示談が難しいとされる「店舗」との示談が成功し、不起訴となった万引き事例
罪状:窃盗罪
解決までの期間:3か月
最終処分:不起訴
依頼者:本人
1 自らも記憶がない数年前の万引き事件
「警察に呼ばれています。何か私がしてしまったのかもしれませんが、よく思い出せません。」
初めてご相談を受けたとき、依頼者はそう言って声を震わせていました。
その方は、突然警察に呼ばれ怖くなってしまい、警察署への同行を私に依頼して来ました。なんでも、警察署に来るよう電話が来たのだそうですが、何のことなのか、身に覚えがないそうなのです。
警察から突然連絡が来れば、不安になるのはもっともです。私は、依頼者の弁護人となり、出頭に同行することになりました。
取調べを受けて、依頼者は、自分がお店で品物を万引している動画を見せられ、数年前に品物を盗んだことを思い出し、事件を認めたのでした。
2 窃盗の被害者が店舗であることの難しさ
示談交渉は、窃盗事件の弁護活動になくてはならないものです。普通は、被害弁償に謝罪金もプラスで受け取って頂き、事件のことを「許す」というお言葉を頂くことが、理想の形です。
しかしながら、お店が被害者である万引き事件に対する示談活動には、特有の難しさがあります。示談の条件が、お店を経営する会社の判断に委ねられることが多く、なかなか理想的な示談をすることが出来ないのです。
例えば、会社としては年間何件も窃盗被害に合うため、謝罪金をいちいち受け取っていないという場合が多いです。また、一人を許すと万引を広く許容することにもなりかねないため、「許す」とまで答えて頂けない場合が多いのです。
3 それでも粘り強く交渉することの大切さ
とはいえ、会社としては、被害品がそもそも売り物ということもありますので、被害弁償金は受け取ってくれることが多く、私も示談交渉をする際は、まず必ず被害弁償をするよう、ご本人にも勧めます。
今回の事件でも、まず最低限の被害弁償を受け取って頂くことは出来ました。その上で私は、謝罪金とともに、事件を許して頂くために、合意書をお店にご提案し、交渉を試みました。
会社には、はじめの段階から、謝罪金も受け取らないし、許すという判断も出来ないと言われました。
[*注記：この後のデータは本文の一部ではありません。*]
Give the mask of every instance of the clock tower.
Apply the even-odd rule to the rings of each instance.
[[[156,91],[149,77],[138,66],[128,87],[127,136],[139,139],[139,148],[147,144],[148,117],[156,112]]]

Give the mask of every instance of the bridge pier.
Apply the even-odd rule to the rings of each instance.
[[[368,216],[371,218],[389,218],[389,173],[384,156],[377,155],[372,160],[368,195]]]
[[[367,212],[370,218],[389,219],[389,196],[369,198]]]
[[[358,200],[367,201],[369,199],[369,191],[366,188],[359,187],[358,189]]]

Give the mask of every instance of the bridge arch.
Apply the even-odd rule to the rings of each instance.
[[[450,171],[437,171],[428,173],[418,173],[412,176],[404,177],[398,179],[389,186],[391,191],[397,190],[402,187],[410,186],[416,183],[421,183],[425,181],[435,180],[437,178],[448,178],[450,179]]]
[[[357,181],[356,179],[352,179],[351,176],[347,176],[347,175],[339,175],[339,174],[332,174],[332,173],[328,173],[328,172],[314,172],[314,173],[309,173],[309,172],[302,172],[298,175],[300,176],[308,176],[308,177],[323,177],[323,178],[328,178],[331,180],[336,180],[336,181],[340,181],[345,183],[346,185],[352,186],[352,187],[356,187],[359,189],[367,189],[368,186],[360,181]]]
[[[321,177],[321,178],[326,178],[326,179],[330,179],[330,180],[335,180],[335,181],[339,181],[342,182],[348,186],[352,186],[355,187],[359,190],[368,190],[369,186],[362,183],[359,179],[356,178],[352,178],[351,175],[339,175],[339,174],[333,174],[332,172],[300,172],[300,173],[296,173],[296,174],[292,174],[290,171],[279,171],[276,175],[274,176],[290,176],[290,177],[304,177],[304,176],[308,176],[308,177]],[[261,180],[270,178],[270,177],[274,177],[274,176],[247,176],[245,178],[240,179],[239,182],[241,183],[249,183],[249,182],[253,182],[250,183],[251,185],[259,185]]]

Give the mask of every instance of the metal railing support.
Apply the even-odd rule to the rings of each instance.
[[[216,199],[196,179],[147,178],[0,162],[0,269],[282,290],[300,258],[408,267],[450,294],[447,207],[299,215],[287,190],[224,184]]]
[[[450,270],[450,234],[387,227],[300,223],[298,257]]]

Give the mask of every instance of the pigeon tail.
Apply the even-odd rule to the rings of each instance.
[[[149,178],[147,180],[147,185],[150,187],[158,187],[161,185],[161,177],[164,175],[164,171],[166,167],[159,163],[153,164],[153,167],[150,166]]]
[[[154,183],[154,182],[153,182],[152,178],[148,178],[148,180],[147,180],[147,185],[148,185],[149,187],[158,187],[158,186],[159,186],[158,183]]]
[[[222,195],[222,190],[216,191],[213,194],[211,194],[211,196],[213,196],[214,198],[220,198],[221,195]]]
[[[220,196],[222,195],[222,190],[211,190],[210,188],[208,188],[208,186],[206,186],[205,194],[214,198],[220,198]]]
しかし、粘り強く交渉し説明を重ねたことで、謝罪金は受け取って頂けなかったものの、検察に対し、刑事処分を積極的に求めるようなことまではしないことを約束してくれました。
そして、検察官がその事情をくみとってくれたこともあり、依頼者は不起訴になりました。
4 店舗が被害者といえども、、
今回の事件は、万引き事件とは言え、被害額が高額だったこともあり、決して些末な事件ではなく、その点を検事に指摘されたことを覚えています。
しかしながら、示談の結果を知った検事が、会社との交渉を積極的に評価していたことも、強く記憶に残っています。
もちろん、相談の上、依頼者がクリニックの診断を受けられ、再犯防止策をきちんとされた甲斐もあって、出来る限りの弁護活動が出来た点も大きかったです。
とはいえ、会社や店舗と一言にいっても、柔軟性や運用はそれぞれであり、動かしているのは人なのだから、被害店舗に誠意をもってご説明することや、事案に応じて丁寧にご提案をしていくことが大切なのだということを考えさせられた事件でした。